Un mois vu par Boris Cyrulnik

Directeur d'enseignement à l'université du Sud Toulon-Var, Boris Cyrulnik a travaillé à l'hôpital de Digne, comme chef de service au Revest, il a été neurologue à l'hôpital de Toulon-La Seyne, puis psychiatre dans un cabinet à La Seyne. Né en 1937 à Bordeaux d'un père ukrainien et d'une mère polonaise, il a été arrêté à 6 ans et demi mais il a réussi à s'évader.





Le doublé historique du RCT.

« Quand je jouais au rugby, nous étions amateurs. On allait au restaurant à midi, on avait 1h30 de match, puis on retournait au restaurant.
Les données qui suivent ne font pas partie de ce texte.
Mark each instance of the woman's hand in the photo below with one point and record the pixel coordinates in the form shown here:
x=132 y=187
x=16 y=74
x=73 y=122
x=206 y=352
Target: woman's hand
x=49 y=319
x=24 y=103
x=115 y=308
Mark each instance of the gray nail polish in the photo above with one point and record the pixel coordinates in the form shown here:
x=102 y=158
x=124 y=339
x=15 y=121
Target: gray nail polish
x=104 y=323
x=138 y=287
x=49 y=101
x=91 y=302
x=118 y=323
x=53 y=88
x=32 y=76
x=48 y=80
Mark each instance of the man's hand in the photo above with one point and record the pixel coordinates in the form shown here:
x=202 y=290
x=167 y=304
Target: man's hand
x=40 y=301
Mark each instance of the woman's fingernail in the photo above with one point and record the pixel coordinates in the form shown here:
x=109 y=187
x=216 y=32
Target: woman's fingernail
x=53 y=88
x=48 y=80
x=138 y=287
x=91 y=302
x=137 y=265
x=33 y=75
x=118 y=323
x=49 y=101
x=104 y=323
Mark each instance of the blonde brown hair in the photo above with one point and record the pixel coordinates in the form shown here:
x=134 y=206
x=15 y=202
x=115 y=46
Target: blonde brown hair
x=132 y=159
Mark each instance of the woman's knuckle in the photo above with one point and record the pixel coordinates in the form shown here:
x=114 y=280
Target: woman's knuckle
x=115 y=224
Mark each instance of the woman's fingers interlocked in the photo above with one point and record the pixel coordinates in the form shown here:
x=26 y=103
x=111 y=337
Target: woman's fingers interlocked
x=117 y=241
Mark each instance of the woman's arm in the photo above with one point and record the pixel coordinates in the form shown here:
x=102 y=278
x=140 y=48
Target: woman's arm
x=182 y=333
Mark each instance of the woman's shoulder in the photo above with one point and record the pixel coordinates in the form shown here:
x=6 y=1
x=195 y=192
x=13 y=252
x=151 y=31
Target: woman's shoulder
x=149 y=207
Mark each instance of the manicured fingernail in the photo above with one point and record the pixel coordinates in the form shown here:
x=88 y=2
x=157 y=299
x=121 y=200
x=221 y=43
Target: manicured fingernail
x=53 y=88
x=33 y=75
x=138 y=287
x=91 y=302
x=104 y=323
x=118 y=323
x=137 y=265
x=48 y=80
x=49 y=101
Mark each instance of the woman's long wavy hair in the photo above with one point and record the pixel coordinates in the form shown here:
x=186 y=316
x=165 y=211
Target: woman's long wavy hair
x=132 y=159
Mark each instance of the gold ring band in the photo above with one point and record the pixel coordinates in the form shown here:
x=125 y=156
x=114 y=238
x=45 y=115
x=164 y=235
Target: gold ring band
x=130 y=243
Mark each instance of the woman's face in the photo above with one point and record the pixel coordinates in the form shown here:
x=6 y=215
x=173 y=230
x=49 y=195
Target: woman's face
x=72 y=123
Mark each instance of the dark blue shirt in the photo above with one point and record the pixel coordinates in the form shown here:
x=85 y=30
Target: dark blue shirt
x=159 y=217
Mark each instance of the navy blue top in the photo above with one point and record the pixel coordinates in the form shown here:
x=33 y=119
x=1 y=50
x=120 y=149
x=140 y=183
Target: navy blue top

Je disais que le rugby c'était "1h30 de match, 3h de resto et une semaine de vantardise". Aujourd'hui, ce sont des professionnels d'une capacité physique exceptionnelle. Mourad Boudjellal gère le RCT comme une entreprise en choisissant des joueurs internationaux comme un bon placement. Et il est triomphant car sur le plan entrepreneurial, c'est un vrai succès. Mais j'aimais bien le rugby des villages, avec La Voulte champion de France. Maintenant, c'est une entreprise de spectacle de très haut niveau mais comme ils jouent pour gagner, il y a de moins en moins de spectacl

e ».




Russie-Ukraine.



« Ce n'est pas une crise mais un indicateur de changement de marqueur culturel que je trouve dangereux. Cela s'intègre dans un retour des nationalismes que l'on a observé en Europe, dans l'ex-Yougoslavie ou en Tchétchénie. Je rentre de Roumanie et là-bas on évoque des Hongrois qui sont Roumains. Dans les pays arabes, il n'y a que des guerres civiles sauf au Maghreb, et c'est une tentation pour les nationalismes européens. Mais comment peut-on dire que l'Ukraine ce n'est pas la Russie alors qu'elle a été au fondement même de la grande Russie ? C'est comme si les Alsaciens, les Bretons, les Basques demandaient leur autonomie. Cette recherche de micro-nationalisme est d'une stupidité complète ».






L'université française.


« L'effondrement de l'enseignement en France me touche. C'est un budget faramineux pour un résultat médiocre. Alors qu'en médecine on a un numerus clausus qui élimine 90 % des étudiants, le gouvernement vient de décider de donner 3.800 € par mois aux médecins étrangers pour s'installer dans les déserts médicaux. Sur le plan entrepreneurial, l'université française est un échec car elle coûte cher avec un retour sur investissement mauvais, et c'est une catastrophe sur le plan humain car elle élimine des gosses motivés et compétents. Cela pose le problème de leur place dans la société et de la place de la France dans le monde ».